What Enterprise-Managed Auth Actually Fixes

Built from the Enterprise-Managed Authorization extension to the MCP framework, it’s the first step to broader granular control over MCPs. That extension calls out the following capabilities that worked their way into Enterprise-Managed Auth:

  1. MCP Registry: A company’s IdP functions as the list of approved MCP servers.

  2. Single Sign-On: No more managing random credentials and uncertainty of how employees connect to MCPs. The company’s IdP handles the authentication.

  3. Policy Enforcement: The IdP checks group membership, role assignments, and conditional access rules before allowing authorization.

  4. Centralized Revocation: Just like in SaaS apps, you can revoke access from the IdP. Central management FTW.

This is all great news because no business wants to manage Claude with a completely separate workstream. IT teams have (hopefully) spent the last decade putting SaaS applications behind a Single-Sign-On (SSO) solution like Okta. It makes sense that MCPs belong in this workflow because they’re just another connection point to the same SaaS apps.

In typical Anthropic fashion, they create demand by forcing you to request early access, which you can (and should) do here. The one downside of early adoption is that the starting lineup of MCP Connectors is a bit light, but that will grow.

This is a strong signal that Anthropic will win in the enterprise. Integrating into existing tools that IT and security teams already use to manage everything else removes adoption friction.

But…and there’s always a but. Here comes the miscalculated step height. Every feature has an edge.

The False Sense of Security

The initial release serves as an MCP registry, dictating what MCPs are allowed for each employee or group. It’s a great first step. But it answers the question of who can use what Connector. What’s lacking is what that person can do with the tool. That’s where the true blast radius comes into play. It’s not enough to only have an on/off switch. You need granular controls to effectively manage the risk.

Here’s an example. Today in Claude, you can get some level of granular controls, but it’s an all-or-nothing approach for anyone who has access to the Connector. Take Slack’s MCP, for example. It comes with 11 tools, ranging from Claude's ability to read Slack messages and channels to sending Slack messages on the user’s behalf.

…and 13 permissions you can edit to allow, ask the user for permission, and outright block.

Do you want every user to have the same permissions?
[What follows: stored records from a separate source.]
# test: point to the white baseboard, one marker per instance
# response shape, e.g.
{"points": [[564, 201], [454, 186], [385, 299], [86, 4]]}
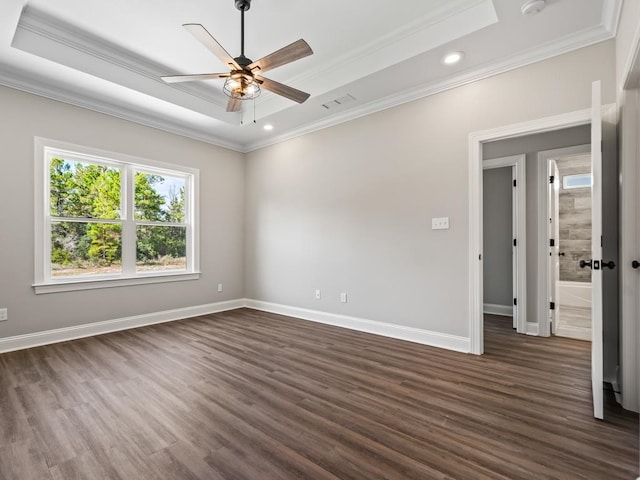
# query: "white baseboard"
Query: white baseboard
{"points": [[425, 337], [533, 329], [30, 340], [495, 309]]}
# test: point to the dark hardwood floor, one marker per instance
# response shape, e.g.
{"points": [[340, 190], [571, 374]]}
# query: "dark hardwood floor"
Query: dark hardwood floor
{"points": [[252, 395]]}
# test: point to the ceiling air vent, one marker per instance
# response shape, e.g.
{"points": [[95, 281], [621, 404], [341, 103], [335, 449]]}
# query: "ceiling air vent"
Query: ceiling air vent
{"points": [[338, 102]]}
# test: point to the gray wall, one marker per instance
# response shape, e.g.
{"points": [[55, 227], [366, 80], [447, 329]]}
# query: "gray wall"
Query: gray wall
{"points": [[222, 205], [575, 221], [497, 230], [531, 145], [348, 208]]}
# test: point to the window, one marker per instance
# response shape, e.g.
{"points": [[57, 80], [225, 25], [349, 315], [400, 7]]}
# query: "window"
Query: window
{"points": [[582, 180], [104, 219]]}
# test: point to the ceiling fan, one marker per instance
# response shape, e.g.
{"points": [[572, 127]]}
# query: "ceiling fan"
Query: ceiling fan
{"points": [[243, 82]]}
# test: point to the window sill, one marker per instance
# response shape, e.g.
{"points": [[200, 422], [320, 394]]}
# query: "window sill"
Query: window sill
{"points": [[69, 285]]}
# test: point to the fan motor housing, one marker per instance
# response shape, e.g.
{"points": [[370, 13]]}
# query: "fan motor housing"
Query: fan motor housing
{"points": [[243, 5]]}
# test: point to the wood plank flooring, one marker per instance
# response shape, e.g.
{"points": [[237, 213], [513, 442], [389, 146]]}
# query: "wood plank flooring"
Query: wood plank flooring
{"points": [[251, 395]]}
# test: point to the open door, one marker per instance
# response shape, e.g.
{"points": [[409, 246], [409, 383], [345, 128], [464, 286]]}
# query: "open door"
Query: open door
{"points": [[554, 244], [596, 253], [604, 251]]}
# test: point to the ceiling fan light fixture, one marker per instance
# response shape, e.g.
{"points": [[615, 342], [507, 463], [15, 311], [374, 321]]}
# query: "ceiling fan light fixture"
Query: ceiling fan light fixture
{"points": [[242, 86]]}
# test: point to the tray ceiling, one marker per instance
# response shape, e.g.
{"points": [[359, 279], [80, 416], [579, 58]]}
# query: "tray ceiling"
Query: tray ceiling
{"points": [[368, 55]]}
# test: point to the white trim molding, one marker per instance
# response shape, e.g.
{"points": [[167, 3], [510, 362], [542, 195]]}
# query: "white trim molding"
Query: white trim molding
{"points": [[543, 231], [20, 342], [416, 335], [476, 139], [533, 329], [494, 309], [519, 215]]}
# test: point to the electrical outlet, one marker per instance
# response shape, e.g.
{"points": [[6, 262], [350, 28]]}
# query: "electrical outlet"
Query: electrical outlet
{"points": [[440, 223]]}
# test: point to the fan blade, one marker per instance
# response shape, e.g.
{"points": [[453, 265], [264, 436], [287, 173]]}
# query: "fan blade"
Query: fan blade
{"points": [[205, 38], [284, 90], [234, 105], [190, 78], [288, 54]]}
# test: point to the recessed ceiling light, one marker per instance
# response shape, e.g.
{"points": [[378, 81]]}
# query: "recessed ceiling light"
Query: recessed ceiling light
{"points": [[533, 7], [453, 57]]}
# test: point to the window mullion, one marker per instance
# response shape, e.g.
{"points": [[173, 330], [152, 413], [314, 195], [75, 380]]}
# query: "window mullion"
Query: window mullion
{"points": [[128, 223]]}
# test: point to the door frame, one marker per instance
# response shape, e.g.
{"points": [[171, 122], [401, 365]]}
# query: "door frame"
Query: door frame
{"points": [[519, 216], [476, 139], [543, 231]]}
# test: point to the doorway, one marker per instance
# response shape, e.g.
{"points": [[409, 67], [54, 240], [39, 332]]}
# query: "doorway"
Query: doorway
{"points": [[505, 239], [602, 120], [567, 244]]}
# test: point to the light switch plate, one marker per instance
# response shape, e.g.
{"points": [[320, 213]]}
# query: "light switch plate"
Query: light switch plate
{"points": [[440, 223]]}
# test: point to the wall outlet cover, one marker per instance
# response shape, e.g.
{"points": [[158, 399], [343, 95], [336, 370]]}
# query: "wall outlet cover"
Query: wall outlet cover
{"points": [[441, 223]]}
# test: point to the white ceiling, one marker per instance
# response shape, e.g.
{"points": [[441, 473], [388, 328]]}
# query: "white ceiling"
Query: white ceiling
{"points": [[108, 56]]}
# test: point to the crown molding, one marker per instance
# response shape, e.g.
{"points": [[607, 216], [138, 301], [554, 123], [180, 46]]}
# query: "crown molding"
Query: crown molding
{"points": [[64, 34], [456, 19], [83, 51], [549, 50], [19, 81]]}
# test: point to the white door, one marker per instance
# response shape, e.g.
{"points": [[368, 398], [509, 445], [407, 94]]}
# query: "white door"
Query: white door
{"points": [[596, 253], [554, 244], [514, 248]]}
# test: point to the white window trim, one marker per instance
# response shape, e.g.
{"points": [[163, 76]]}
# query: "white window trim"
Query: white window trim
{"points": [[43, 283], [573, 187]]}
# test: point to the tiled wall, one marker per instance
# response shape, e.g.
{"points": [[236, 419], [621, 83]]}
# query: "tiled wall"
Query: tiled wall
{"points": [[575, 222]]}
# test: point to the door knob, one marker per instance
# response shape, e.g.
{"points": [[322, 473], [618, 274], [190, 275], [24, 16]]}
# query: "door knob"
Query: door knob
{"points": [[610, 264]]}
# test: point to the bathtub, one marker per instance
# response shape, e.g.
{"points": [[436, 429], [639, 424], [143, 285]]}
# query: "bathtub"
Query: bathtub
{"points": [[575, 294]]}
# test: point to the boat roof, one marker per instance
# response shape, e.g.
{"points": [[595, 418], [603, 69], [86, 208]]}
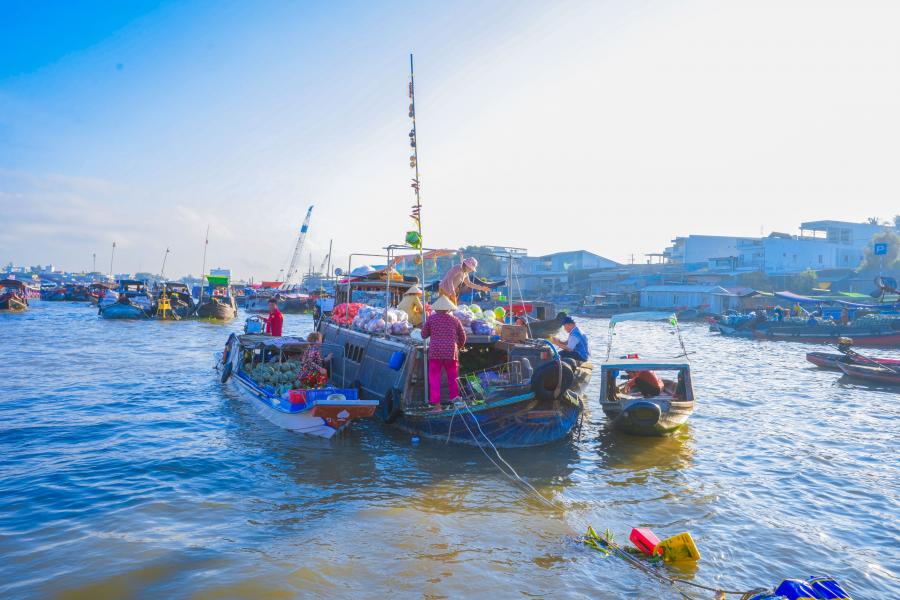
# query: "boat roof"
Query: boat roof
{"points": [[645, 364]]}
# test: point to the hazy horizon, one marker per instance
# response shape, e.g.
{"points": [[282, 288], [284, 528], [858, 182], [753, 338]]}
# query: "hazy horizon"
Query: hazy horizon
{"points": [[607, 127]]}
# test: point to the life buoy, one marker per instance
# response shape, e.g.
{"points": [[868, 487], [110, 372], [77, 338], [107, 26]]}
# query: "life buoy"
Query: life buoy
{"points": [[393, 405], [546, 379]]}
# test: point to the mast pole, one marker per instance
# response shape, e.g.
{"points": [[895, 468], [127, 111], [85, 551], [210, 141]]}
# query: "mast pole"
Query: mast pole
{"points": [[203, 268], [417, 209], [111, 257]]}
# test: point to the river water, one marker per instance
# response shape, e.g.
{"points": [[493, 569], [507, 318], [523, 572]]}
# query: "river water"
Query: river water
{"points": [[128, 470]]}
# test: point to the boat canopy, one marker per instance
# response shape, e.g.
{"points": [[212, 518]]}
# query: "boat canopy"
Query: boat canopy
{"points": [[642, 316], [644, 364], [217, 279]]}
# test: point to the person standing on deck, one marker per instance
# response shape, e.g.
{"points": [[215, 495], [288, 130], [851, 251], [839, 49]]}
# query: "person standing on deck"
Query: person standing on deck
{"points": [[457, 278], [412, 305], [447, 337], [576, 346], [275, 320]]}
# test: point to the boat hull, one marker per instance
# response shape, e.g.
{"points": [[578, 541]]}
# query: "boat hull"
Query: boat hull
{"points": [[13, 304], [639, 417], [871, 374], [887, 338], [122, 310], [324, 419], [218, 309], [520, 423]]}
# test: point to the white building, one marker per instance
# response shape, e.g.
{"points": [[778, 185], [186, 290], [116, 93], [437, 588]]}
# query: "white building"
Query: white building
{"points": [[551, 272], [708, 298]]}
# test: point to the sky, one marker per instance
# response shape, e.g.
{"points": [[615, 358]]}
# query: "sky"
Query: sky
{"points": [[605, 126]]}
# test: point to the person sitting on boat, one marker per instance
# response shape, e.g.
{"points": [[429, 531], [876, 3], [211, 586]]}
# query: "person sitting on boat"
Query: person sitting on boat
{"points": [[576, 346], [447, 337], [313, 373], [457, 278], [275, 320], [647, 383], [412, 305]]}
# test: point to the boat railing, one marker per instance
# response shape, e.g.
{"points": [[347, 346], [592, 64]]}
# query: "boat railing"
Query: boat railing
{"points": [[481, 385]]}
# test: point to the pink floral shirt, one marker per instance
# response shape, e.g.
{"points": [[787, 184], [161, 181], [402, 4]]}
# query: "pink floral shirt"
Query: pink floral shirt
{"points": [[447, 336]]}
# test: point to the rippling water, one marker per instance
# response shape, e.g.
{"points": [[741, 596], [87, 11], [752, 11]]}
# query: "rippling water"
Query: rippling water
{"points": [[126, 469]]}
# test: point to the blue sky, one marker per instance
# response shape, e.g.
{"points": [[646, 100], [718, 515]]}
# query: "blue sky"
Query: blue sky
{"points": [[606, 126]]}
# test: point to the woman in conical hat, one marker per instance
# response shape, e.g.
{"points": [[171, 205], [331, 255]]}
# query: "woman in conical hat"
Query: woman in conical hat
{"points": [[412, 305], [447, 337]]}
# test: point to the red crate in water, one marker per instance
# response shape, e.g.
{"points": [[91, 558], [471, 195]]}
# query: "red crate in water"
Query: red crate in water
{"points": [[644, 540]]}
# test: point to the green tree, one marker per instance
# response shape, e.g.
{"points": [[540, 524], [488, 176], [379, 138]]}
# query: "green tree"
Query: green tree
{"points": [[890, 260]]}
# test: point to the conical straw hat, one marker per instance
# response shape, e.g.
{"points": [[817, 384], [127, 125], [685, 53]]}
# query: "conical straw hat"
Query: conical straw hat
{"points": [[443, 303]]}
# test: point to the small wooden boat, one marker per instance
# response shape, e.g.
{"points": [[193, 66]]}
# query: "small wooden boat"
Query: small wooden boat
{"points": [[879, 374], [638, 415], [174, 301], [130, 301], [255, 363], [653, 411], [13, 295], [218, 303], [830, 360]]}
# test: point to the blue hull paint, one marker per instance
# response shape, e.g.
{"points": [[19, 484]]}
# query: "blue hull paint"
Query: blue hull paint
{"points": [[514, 425], [123, 311]]}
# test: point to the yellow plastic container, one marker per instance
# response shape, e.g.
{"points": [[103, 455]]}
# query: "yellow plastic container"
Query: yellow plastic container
{"points": [[679, 547]]}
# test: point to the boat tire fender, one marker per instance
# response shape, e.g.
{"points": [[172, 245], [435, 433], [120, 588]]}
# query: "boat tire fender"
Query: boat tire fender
{"points": [[643, 413], [545, 380], [393, 405]]}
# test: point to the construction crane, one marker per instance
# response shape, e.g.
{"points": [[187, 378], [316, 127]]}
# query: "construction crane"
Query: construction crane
{"points": [[298, 252]]}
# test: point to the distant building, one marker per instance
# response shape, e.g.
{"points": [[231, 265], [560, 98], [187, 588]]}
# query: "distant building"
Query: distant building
{"points": [[713, 298], [551, 272]]}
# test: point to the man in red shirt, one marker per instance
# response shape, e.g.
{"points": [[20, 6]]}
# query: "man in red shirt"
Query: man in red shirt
{"points": [[275, 319]]}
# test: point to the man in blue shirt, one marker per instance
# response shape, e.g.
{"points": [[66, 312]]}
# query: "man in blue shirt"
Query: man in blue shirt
{"points": [[576, 346]]}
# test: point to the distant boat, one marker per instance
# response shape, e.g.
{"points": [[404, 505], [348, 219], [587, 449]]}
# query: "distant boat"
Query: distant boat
{"points": [[130, 301], [13, 295], [218, 303], [319, 412], [830, 360], [174, 301], [652, 411], [878, 374]]}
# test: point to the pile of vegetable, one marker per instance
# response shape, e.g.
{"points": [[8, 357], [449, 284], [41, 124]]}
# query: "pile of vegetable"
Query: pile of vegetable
{"points": [[343, 314], [375, 320], [276, 377]]}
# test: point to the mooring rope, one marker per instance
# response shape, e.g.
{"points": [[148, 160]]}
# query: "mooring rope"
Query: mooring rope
{"points": [[514, 476]]}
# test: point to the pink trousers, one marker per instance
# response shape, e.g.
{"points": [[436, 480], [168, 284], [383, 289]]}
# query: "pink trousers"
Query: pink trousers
{"points": [[435, 367]]}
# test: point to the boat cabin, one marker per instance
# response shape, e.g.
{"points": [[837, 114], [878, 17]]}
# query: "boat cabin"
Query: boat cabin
{"points": [[625, 379]]}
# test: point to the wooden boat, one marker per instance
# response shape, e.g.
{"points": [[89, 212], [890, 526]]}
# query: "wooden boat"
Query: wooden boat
{"points": [[518, 393], [644, 414], [830, 360], [98, 290], [879, 374], [218, 303], [319, 412], [174, 301], [13, 295], [885, 335], [637, 415], [130, 301]]}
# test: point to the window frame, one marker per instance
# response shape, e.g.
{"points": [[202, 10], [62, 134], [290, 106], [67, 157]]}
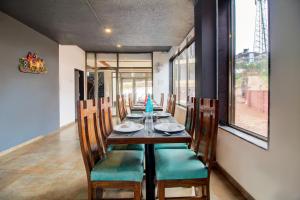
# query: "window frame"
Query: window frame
{"points": [[231, 70], [171, 61]]}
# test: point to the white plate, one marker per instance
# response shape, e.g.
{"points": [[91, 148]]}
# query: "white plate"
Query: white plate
{"points": [[135, 115], [169, 127], [162, 114], [128, 127]]}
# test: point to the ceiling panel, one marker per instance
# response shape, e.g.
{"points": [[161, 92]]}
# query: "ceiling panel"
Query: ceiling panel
{"points": [[138, 25]]}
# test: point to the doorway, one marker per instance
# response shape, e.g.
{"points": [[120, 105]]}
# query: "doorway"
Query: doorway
{"points": [[78, 88], [137, 85]]}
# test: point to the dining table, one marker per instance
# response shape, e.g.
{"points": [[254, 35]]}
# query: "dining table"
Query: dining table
{"points": [[141, 107], [149, 139]]}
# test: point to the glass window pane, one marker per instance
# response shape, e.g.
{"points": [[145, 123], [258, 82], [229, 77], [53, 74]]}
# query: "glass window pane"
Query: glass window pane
{"points": [[250, 74], [135, 60], [175, 77], [191, 70]]}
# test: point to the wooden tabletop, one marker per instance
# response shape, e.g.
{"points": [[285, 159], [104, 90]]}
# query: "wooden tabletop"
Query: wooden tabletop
{"points": [[142, 108], [142, 137]]}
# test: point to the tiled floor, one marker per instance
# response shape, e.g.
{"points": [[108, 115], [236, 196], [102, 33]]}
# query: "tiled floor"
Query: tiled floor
{"points": [[52, 168]]}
Probably, most definitely, not. This is the kind of risk that bites you.

On/Off is the Starting Line.

You can't stop at on/off. We've learned this lesson in security over and over. There was a time when everyone had admin access to everything. Attackers had a field day. So we clawed our way back to least privilege.

So yes: turn this feature on the day it's generally available. It's a massive step forward, it'll make your IT team's life easier, and it gives you that first gate. Just don't get pulled into a false sense of security that you've now locked everything down. This is the new starting line, not the finish.

The Enterprise-Managed Authorization spec leaves room for this granular control, but it’s up to Anthropic and IdPs to bake this into the workflow, similar to what they have now for SaaS applications. The real question is how long it will take and whether it will be granular enough to be useful…that is yet to be seen.

In the interim, your best bet is to monitor WHAT people and agents are doing with these MCP connectors and implement your own fine-grained access controls to give you both visibility and control. That’s where Evoke can help.

Your trusted partner in securing your agentic workforce.

2026 | Evoke Security Inc.

Your trusted partner in securing your agentic workforce.

2026 | Evoke Security Inc.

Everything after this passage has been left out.